Abstract
Background It is well-established that individuals with autism show atypical functional brain connectivity. However, the role this plays in behavior, especially in naturalistic social settings, has remained unclear. Some atypical patterns may reflect core deficits, while others may instead compensate for deficits and promote adaptive behavior. Distinguishing these possibilities requires measuring the ‘typicality’ of spontaneous behavior and determining which connectivity patterns correlate with it.
Methods Thirty-nine male participants (19 autism, 20 typically-developed) engaged in 115 spontaneous conversations with an experimenter during fMRI scanning (Jasmin, et al., 2019, Brain). A classifier algorithm was trained to distinguish participants by diagnosis based on 81 semantic, affective and linguistic dimensions derived from their use of language. The algorithm’s certainty that a participant was in either the autism or typical group was used as a measure of task performance and compared with functional connectivity levels.
Results The algorithm accurately classified participants (74%, P = .002), and its scores correlated with clinician-observed autism signs (ADOS) (rs = .56, P = .03). In support of a compensatory role, greater functional connectivity, most prominently between left-hemisphere social communication regions and right inferior frontal cortex, correlated with more typical language behaviour, only for the autism group (rs = .56, P = .01).
Conclusion We report a simple and highly generalizable method for quantifying behavioral performance and neural compensation during complex spontaneous social behavior, without the need for an a priori benchmark. The findings suggest that functional connectivity increases in autism during communication reflect a neural compensation strategy.
Introduction
Neural studies of autism have often used functional connectivity analyses to identify networks that are under- or over-connected relative to neurotypical controls. Many of these studies have assessed connectivity during the resting state, and have identified both decreases (especially among cortical social processing areas), and increases (especially involving subcortical structures) (Di Martino et al., 2014; Gotts et al., 2012). Other studies have examined connectivity during social or language tasks, which also report both decreases (Just et al., 2004; Kana et al., 2006) and increases (Shen et al., 2012) in connectivity. However, the relationship between atypical connectivity and behavior has remained unclear. Some atypical patterns may cause social impairments (see (Gotts et al., 2019)).

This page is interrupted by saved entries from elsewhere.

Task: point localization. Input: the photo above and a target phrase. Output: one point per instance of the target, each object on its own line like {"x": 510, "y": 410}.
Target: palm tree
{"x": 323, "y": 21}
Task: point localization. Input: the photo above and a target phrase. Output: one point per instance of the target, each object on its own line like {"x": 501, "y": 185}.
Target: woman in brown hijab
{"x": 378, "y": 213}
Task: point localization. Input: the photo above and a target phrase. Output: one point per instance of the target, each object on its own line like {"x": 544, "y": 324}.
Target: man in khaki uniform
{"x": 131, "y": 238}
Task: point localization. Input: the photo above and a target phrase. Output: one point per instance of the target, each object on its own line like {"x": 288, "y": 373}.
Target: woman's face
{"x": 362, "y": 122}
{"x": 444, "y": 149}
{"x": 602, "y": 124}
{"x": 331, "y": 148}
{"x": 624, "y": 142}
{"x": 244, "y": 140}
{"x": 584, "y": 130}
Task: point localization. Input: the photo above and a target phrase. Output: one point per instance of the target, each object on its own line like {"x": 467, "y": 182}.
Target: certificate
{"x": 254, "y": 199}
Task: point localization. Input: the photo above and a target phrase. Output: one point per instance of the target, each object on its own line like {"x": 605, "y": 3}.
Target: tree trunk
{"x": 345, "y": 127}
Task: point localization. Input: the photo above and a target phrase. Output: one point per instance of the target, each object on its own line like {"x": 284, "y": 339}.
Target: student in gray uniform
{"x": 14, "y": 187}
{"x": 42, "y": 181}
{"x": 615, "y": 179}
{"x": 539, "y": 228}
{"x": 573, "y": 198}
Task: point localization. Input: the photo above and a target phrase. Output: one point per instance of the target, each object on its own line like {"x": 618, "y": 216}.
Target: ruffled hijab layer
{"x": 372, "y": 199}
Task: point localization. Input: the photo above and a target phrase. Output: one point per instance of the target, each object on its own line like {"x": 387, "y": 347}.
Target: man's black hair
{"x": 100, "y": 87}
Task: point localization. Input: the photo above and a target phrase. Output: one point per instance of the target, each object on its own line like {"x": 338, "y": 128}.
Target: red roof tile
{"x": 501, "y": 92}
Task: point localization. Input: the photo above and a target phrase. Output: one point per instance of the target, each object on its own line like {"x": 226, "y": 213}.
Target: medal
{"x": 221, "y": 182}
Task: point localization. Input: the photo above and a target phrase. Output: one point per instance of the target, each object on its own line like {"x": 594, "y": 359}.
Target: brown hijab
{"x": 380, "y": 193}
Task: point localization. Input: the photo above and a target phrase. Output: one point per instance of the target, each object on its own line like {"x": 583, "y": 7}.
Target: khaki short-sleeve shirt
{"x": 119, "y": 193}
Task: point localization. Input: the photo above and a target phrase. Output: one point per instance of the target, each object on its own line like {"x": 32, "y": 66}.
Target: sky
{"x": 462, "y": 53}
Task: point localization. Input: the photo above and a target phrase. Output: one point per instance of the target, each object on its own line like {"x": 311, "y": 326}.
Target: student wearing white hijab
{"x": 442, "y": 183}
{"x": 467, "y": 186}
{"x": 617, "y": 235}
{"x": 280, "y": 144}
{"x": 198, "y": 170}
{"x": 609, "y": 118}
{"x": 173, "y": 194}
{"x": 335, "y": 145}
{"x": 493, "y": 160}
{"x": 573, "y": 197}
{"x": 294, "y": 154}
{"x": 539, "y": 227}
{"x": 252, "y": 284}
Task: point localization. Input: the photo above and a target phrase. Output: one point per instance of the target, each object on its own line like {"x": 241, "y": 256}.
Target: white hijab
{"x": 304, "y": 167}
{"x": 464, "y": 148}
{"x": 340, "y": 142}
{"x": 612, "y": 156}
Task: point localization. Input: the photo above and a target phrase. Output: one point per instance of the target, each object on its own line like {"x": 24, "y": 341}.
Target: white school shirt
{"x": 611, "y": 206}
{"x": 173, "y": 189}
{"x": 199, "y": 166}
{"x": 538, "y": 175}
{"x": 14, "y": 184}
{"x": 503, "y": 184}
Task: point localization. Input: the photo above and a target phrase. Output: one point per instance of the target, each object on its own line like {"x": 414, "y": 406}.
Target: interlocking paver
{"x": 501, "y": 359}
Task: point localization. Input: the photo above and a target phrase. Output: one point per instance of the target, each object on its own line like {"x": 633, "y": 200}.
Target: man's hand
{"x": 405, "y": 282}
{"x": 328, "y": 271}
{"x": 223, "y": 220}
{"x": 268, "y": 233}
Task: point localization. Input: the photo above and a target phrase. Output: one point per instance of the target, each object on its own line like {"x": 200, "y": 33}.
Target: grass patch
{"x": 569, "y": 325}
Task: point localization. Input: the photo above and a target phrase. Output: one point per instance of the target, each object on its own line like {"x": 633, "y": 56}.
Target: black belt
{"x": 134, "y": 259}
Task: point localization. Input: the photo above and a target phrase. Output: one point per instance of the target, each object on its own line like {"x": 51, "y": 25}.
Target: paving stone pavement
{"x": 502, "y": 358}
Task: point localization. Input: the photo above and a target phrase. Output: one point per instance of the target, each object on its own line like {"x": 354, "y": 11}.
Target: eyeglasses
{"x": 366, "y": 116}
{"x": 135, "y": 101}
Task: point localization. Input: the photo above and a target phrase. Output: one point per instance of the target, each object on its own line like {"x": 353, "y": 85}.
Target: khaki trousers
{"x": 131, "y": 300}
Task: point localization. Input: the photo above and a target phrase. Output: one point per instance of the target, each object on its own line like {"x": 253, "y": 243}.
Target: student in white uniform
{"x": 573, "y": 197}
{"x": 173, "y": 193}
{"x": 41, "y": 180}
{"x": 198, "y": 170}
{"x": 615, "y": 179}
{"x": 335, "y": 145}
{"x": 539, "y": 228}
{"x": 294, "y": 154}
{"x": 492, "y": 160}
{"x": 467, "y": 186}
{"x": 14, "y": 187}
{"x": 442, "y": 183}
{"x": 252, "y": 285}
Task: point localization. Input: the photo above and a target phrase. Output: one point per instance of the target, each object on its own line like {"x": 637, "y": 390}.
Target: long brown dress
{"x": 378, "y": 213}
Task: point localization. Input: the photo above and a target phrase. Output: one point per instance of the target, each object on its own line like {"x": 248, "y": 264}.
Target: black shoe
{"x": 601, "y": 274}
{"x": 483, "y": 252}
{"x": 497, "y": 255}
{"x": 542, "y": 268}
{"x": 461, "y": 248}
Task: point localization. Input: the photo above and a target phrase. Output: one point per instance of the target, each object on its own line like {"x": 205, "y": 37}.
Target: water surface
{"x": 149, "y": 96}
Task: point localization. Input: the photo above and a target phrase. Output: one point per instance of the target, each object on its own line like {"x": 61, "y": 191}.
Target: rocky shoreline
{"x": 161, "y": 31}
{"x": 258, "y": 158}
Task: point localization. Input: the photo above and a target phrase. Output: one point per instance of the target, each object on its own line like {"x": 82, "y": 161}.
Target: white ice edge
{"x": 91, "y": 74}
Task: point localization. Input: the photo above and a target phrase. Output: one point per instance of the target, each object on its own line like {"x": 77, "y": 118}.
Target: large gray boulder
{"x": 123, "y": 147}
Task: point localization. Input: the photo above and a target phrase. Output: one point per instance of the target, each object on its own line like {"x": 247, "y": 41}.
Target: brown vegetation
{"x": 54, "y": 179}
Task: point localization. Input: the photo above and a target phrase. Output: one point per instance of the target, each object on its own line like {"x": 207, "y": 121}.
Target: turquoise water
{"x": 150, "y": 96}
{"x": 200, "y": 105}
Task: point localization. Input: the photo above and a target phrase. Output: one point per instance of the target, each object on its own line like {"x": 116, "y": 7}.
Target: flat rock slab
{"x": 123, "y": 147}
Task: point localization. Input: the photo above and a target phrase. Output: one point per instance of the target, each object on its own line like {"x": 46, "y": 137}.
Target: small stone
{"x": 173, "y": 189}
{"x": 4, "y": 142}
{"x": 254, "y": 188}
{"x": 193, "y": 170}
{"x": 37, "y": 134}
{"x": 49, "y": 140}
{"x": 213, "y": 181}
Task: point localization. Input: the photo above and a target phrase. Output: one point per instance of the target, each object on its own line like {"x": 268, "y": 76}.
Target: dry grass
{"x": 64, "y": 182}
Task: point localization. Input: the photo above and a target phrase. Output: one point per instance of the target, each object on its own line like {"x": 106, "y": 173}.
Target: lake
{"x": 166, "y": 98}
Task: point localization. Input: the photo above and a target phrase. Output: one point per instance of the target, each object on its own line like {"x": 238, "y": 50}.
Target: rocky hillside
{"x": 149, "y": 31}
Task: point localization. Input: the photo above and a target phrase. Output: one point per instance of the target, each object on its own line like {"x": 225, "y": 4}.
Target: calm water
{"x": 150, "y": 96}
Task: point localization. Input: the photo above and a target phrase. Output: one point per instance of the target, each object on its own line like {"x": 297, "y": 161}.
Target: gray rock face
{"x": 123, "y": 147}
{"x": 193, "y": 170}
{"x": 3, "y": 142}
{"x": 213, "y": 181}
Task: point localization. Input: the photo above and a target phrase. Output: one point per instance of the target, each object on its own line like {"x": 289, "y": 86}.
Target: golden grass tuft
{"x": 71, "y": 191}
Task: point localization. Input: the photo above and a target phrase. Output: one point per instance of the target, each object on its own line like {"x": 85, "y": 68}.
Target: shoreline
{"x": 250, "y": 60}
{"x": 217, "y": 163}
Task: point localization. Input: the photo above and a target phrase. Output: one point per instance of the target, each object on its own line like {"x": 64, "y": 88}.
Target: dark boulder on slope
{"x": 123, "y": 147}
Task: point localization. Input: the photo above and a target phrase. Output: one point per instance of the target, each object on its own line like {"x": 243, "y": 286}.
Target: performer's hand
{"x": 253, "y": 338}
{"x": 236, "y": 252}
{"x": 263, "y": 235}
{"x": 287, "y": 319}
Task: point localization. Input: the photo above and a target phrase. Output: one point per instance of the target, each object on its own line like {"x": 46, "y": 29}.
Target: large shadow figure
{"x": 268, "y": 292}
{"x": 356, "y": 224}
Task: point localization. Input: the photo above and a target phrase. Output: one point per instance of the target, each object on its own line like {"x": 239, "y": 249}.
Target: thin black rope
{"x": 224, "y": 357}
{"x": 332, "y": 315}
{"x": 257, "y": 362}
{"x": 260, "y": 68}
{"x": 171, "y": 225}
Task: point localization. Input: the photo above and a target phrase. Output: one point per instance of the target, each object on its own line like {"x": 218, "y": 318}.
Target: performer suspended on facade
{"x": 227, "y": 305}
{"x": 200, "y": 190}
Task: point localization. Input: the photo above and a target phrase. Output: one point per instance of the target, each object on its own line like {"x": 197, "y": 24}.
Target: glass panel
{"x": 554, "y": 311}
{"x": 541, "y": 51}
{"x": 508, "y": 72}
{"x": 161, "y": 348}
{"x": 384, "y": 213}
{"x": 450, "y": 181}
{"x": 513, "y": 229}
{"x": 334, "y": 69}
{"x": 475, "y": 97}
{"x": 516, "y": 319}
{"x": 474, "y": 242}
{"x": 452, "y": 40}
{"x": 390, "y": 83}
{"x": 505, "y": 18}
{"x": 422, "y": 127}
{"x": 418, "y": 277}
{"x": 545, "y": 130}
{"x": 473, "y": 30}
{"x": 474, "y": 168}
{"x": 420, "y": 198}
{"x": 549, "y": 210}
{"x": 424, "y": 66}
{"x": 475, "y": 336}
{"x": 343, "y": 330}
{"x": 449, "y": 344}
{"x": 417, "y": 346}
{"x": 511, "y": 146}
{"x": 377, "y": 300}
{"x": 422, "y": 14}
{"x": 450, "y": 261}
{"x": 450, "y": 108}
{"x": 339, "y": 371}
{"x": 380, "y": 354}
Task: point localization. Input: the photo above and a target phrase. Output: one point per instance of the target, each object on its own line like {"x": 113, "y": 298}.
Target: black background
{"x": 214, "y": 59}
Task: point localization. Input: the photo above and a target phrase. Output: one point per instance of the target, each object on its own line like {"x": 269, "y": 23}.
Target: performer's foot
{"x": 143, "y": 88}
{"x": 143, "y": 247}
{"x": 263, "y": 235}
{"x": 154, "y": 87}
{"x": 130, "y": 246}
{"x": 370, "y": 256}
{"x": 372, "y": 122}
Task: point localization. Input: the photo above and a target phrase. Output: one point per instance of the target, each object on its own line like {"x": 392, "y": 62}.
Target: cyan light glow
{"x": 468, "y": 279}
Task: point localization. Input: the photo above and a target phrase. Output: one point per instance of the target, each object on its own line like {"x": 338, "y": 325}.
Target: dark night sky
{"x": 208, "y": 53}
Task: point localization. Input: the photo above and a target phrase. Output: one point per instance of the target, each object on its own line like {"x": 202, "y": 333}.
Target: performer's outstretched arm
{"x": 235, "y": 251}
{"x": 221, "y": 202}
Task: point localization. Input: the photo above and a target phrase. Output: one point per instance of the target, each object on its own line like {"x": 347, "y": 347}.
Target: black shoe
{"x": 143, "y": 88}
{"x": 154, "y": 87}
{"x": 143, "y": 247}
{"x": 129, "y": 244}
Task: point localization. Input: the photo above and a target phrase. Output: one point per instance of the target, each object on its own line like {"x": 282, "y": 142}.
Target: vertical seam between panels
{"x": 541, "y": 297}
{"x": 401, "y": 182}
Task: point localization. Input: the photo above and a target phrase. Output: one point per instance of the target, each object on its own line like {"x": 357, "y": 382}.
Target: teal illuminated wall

Others, especially those that emerge only during tasks, might instead reflect alternative neural strategies that compensate for core deficits (Johnson et al., 2015; Livingston & Happé, 2017). Determining which patterns promote adaptive behavior, and which ones hinder it will be crucial for understanding autism more fully and developing connectivity-based interventions (Gotts et al., 2019; Ramot et al., 2017).
One common technique for assessing the role of a given network in behavior has been to test for correlations with some measure of symptom severity, such as the Social Responsiveness Scale (Constantino et al., 2003), a questionnaire undertaken by parents or teacher that measures aspects of social cognition and autistic mannerisms. This tool has strong psychometric properties and may therefore accurately measure core autism-related deficits, as it is administered by someone (often a parent or teacher) who knows the individual well. However, tools like SRS that measure autistic traits may be insufficient for assessing behavioral compensation. This is because compensation reflects not the severity of core social deficits, but the degree to which overt behavior superficially resembles typical behavior in the face of these core deficits (Livingston & Happé, 2017). Assessing neural compensation in complex spontaneous social behavior therefore requires quantifying how typical behavior is during social interactions and then relating this measure to functional connectivity obtained during the same interactions. Evidence for compensation in autistic participants would consist of increasingly dissimilar functional connectivity relative to neurotypical controls in a relevant brain network as behavior becomes increasingly control-like.
We recently reported a study investigating face-to-face conversation in autism which makes it possible to examine compensatory behavior. Autism and typical participants engaged in spontaneous ‘face-to-face’ social interactions with an experimenter through video and audio links while being scanned with functional MRI (Jasmin et al., 2019). Measurements of neural activity during the task were compared with resting state. Some task and resting state results were similar, namely increased connectivity between subcortical structures (thalamus and ventral striatum) and the cortex. By contrast, the cortico-cortical pattern differed markedly between the resting and task states: during social interaction, widespread increases in connectivity, rather than decreases, were detected within a distributed, bilateral network of brain regions (Jasmin et al., 2019). We hypothesized that the overconnectivity may reflect a compensatory strategy to meet the demands of the difficult social task, but we lacked an objective measure of task performance that would have allowed us to test this account.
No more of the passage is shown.